RHS Garden Bridgewater will be a 154-acre garden and is currently the largest gardening project in Europe. When it opens it will feature a Weston Walled Garden (one of the largest in the UK), a visitor centre and café, community teaching allotments, a Kitchen Garden, orchards, a woodland play area, and a Chinese Streamside Garden, alongside Ellesmere Lake, woodland and other garden spaces.

UK’s largest urban farm and eco-park 

Sticking with the outdoors theme is Northern Roots. Offering woodland, moorland and seasonal wetlands, this 160-acre site in Oldham is home to an abundance of native and migrating birds, plants and animals and has plans to grow into the UK’s largest urban farm and eco-park. It will include hands-on community projects such as beekeeping, animal husbandry, forestry, as well as mountain biking, performances and frisbee golf. 

New building for one of the region’s best-loved theatres

After being closed for two years to allow for a major refurbishment, Octagon Bolton, one of the region’s theatres hopes to welcome audiences back for socially distanced performances this year. 

The refurbished theatre includes new seating in the auditorium, a two-floor café/bar, and greater accessibility for improved wheelchair access. 

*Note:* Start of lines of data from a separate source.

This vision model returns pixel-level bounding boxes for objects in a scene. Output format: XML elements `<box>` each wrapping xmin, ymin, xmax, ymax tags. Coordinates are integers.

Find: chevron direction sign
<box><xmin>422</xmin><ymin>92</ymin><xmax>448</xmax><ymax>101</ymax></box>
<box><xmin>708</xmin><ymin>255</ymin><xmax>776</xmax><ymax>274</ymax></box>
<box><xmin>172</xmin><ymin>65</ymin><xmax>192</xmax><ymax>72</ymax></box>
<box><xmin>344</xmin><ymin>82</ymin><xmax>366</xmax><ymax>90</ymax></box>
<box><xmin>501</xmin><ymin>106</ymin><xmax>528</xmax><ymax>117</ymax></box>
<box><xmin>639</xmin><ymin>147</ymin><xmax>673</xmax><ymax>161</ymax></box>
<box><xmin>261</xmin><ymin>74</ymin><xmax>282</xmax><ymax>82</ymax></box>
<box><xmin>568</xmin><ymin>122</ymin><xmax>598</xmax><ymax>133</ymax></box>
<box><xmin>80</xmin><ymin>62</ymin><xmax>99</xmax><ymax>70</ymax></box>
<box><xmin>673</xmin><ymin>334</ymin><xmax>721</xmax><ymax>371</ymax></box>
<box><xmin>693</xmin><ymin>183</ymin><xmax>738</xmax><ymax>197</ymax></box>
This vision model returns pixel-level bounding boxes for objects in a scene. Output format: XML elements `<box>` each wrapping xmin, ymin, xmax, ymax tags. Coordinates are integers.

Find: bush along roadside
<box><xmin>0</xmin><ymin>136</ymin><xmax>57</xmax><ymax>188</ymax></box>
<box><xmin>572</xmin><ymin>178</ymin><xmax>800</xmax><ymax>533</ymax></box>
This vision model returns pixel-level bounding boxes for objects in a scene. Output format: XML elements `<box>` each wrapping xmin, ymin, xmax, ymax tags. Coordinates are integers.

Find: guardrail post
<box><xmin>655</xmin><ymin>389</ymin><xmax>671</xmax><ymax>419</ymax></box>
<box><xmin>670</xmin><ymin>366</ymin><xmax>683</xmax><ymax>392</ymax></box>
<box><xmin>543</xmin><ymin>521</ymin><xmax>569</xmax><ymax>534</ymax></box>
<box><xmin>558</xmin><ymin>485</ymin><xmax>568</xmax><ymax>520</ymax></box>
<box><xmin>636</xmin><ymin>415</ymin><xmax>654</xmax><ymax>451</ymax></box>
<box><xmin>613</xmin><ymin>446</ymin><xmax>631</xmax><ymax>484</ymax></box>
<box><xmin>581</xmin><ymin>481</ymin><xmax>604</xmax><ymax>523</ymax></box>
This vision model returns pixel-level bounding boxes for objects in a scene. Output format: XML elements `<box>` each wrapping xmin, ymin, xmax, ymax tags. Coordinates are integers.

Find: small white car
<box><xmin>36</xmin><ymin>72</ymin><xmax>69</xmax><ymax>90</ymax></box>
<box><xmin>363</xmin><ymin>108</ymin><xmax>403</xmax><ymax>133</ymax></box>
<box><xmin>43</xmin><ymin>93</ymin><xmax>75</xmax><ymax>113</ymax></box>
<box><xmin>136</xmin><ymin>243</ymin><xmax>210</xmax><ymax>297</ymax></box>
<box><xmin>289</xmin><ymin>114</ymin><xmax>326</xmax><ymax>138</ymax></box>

World War One poppy tribute to take permanent home at IWM North

Poppies Wave display at Imperial War Museum North

Source: © IWM

The wave of poppies will be permanently displayed at the Imperial War Museum North from November.

Following the success of Poppies: Wave and Weeping Window, which toured Imperial War Museum London and North during the final year of the World War One centenary and encouraged millions of people across the country to reflect on their own links to the Great War as a shared experience.

From November this year the poppies will be displayed permanently within the Air Shard of the architecturally renowned Imperial War Museum North.

Iconic Wigan Pier waterfront brought back to life

Wigan Pier – made famous by George Orwell’s 1937 book, The Road to Wigan Pier – will be given a new lease of life when the long-vacant 18th Century industrial buildings are transformed into a new neighbourhood waterside attraction.

Expected to be ready in summer 2021, the former icon of the industrial North will become a gin-distillery, micro-brewery and food hall, and will hold events, exhibitions and conferences, with the former education centre set to be used as a cultural hub.

Tasks and trials from new I’m a Celebrity… Jungle Challenge attraction

A new family entertainment attraction celebrating ITV’s popular show I’m A Celebrity… Get Me Out Of Here! is set to open at the new The Watergardens development at MediaCityUK.

The I’m A Celebrity… Jungle Challenge attraction promises an exciting mix of tasks and trials based on the hit show, including jungle zip lines, treetop ropes course and vertical climbing walls.